- Company Name
- BREAKERS CONSULTING
- Job Title
- Data Scientist F/H
- Job Description
-
Job Title: Data Scientist F/H
Role Summary
Provide end‑to‑end AI solutions, focusing on generative language models, Retrieval‑Augmented Generation (RAG) architectures, and multimodal data (image, audio, voice). Collaborate with product, engineering, and domain teams to transform business needs into deployable, high‑impact machine‑learning products.
Expactations
- Minimum 2 years of professional experience in Data Science or Machine Learning.
- Proven track record fine‑tuning and deploying large language models (OpenAI, Meta, Mistral, Llama, Gemini).
- Strong communication skills; fluency in English; ability to convey technical concepts to non‑technical stakeholders.
- Agile mindset with experience working in iterative, cross‑functional squads.
Key Responsibilities
• Design, fine‑tune, and optimize large language models for specific client projects.
• Build and maintain high‑performance RAG solutions: create vector stores, semantic search engines, and integrate them with LLMs.

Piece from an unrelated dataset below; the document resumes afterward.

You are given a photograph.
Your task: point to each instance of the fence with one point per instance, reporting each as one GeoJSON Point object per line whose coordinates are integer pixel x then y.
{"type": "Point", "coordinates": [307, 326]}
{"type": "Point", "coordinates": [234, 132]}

• Develop computer‑vision pipelines (OCR, classification, detection, generative models).
• Process audio and voice data using tools such as Whisper, TTS, and other deep‑audio models.
• Implement full ML/AI pipelines: data ingestion, training, validation, deployment, and monitoring, leveraging MLOps practices (Docker, CI/CD).
• Conduct technological research, propose innovations, and keep the team informed of emerging methods.
• Present POCs, demos, and results to internal teams and clients.
Required Skills
- Deep expertise in LLM fine‑tuning and inference (PyTorch, TensorFlow).
- Experience with RAG components: vector stores, embeddings, retrieval mechanisms.
- Competency in computer‑vision frameworks (OpenCV, Detectron2, torchvision) and audio processing.
- Proficiency in MLOps tools: Docker, CI/CD pipelines, model serving.
- Strong Python programming; familiarity with data‑engineering libraries (pandas, NumPy, scikit‑learn).
- Knowledge of Agile/Scrum collaboration practices.
Required Education & Certifications
- Engineer or Master’s degree in Data Science, Computer Science, Machine Learning, or a related field.
- Relevant certifications (e.g., Agile Practitioner, Data Engineering, AI‑specific courses) preferred but not mandatory.